OASIS Mailing List ArchivesView the OASIS mailing list archive below
or browse/search using MarkMail.


Help: OASIS Mailing Lists Help | MarkMail Help

[Date Prev][Date Next][Thread Prev][Thread Next][Date Index][Thread Index]

Re: XML Blueberry

This Blueberry issue is not a slam-dunk either way, it's
a genuinely hard issue.  Actually it's several genuinely
hard issues in an unattractive package, namely:

 - the NEL character as a line separator
 - the proper relationship to Unicode
 - how to version XML

At the moment, based on a certain amount of introductory 
thought, but not by an overwhelming margin, I lean to 
doing nothing; simply because the cost of the Blueberry 
action seems to outweigh its benefits.  

Benefits first:  I think that the specific Blueberry 
suggestions (NEL and the new Name characters) are probably 
technically correct from any sensible reading of 
Unicode/ISO10646.  Per Unicode, NEL is a first-class
line delimiter, at least equal in status to CR and NL, and 
arguably superior since it's a single character with a clear 
semantic, not a holdover from archaic typewriter-cylinder 
control characters.

Secondly, the benefit is significant.  The IBM mainframe
people followed all the rules in adopting NEL as a line
separator in their mainstream software libraries, and if
XML doesn't change it means you can either use standard
software text-handling tools OR you can use XML, but not
both.  OS/MVS and its successors are hardly hip or 
fashionable, but they serve as the stewards of remarkably
huge amounts of high-quality data, and any move to enable
the XMLification of this stuff is praiseworthy.
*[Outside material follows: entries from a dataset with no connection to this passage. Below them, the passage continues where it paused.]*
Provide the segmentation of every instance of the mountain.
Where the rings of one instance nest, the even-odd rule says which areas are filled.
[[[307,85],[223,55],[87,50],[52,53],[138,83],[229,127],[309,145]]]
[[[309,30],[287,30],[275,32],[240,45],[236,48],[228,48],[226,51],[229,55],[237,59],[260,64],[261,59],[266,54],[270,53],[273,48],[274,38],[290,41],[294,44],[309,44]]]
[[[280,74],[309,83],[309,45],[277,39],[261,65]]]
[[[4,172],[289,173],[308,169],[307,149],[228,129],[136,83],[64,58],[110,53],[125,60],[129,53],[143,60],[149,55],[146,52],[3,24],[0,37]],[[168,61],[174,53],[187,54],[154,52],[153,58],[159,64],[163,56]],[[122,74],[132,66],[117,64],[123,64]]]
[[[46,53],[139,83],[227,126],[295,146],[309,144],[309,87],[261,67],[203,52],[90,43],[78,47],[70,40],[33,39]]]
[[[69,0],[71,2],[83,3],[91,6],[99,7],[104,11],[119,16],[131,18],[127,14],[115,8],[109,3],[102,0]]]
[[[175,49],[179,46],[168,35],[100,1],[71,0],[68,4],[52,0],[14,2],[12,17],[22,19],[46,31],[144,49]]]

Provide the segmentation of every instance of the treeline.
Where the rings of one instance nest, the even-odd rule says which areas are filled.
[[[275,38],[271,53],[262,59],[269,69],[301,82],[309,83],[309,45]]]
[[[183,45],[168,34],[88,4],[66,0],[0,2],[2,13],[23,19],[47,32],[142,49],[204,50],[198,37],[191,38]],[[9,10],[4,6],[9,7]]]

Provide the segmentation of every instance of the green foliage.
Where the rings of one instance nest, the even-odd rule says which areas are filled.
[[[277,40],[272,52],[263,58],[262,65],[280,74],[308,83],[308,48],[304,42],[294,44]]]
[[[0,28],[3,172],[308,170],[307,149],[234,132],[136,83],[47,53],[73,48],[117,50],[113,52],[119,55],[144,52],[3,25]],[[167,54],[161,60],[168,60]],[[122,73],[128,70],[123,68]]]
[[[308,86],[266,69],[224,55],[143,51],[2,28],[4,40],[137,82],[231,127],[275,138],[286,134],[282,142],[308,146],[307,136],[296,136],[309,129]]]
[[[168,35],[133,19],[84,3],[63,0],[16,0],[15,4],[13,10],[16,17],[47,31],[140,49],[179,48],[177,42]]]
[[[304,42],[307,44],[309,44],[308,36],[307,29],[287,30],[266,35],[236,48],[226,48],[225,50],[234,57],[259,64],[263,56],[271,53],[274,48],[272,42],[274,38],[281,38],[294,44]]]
But the costs seem pretty darn high to me.  If Blueberry
is adopted and is given a new <?xml version number, this 
means that the mass of already-deployed XML software will 
correctly throw such data on the ground, at some considerable 
cost to interoperability.  If there is no <?xml version 
number, then such software will try to read it but then 
unpredictably throw it on the ground upon encountering the 
first NEL that appears inside a tag - or the first 
element-type/attribute-name using one of the non-XML-1.0 
name characters.  Of these two, the second problem seems more 
damaging, so I'd argue pretty strongly for signaling 
Blueberry documents with some value of <?xml version="X" ?> 
where X is not "1.0".

And the cost of this is very high.  At the moment, XML 1.0
is pretty effectively one thing and just one thing, and if
I claim to ship out XML and you claim to be able to read it,
we can usually interoperate, especially since we're both
probably using expat or xerces or msxml.  Introducing 
Blueberry will impair this admirable simplicity.
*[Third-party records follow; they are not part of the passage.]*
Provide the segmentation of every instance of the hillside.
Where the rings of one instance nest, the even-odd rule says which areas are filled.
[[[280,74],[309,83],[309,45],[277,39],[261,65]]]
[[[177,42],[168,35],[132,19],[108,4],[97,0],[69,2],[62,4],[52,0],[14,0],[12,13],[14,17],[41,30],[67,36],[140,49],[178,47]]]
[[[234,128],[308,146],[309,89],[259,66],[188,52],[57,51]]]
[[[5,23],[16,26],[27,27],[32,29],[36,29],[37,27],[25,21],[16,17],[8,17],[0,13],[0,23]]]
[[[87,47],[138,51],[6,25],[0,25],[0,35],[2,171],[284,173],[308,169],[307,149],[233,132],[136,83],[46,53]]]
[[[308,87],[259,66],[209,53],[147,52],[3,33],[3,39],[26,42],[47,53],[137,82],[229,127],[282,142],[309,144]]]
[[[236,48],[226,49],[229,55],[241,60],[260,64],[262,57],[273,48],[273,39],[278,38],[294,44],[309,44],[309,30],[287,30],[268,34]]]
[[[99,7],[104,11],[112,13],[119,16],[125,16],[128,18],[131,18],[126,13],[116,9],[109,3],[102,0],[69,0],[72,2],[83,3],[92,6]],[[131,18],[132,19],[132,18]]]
A subsidiary issue, by the way:  If you add NEL to the 
set of line-end characters there are a bunch of other 
Unicode space and space-like characters that, to be fair,
you're going to have to consider adding to the production
for "S". 

And a possibly minor point: at the moment, all the "syntax"
characters in XML (<, >, /, =, &, ;, [, ], ', and ") are 
in the one-byte Unicode range 0-127 which does enable some 
sneaky parser construction tricks - probably not a big deal

Then another potential problem: if you decide to push XML
past version 1.0, why not take the opportunity to pour 
in namespaces?  And fix the white-space handling?  And...
well, probably nobody is willing to step off this cliff,
so maybe I'm raising a red herring.

The final issue, and I'm not sure whether it's a problem
or an opportunity, is the nature of the relationship between
XML and Unicode.  In XML 1.0 1st & 2nd editions, it is clear
that all Unicode characters (except for a few low-valued
control characters, sigh) are legal in XML text, and then
there's this exhaustive enumeration of the characters that
are legal in XML names.  This causes problems in two areas:
how to keep up with changing versions of Unicode, and how
to justify XML's private-label collection of Name characters?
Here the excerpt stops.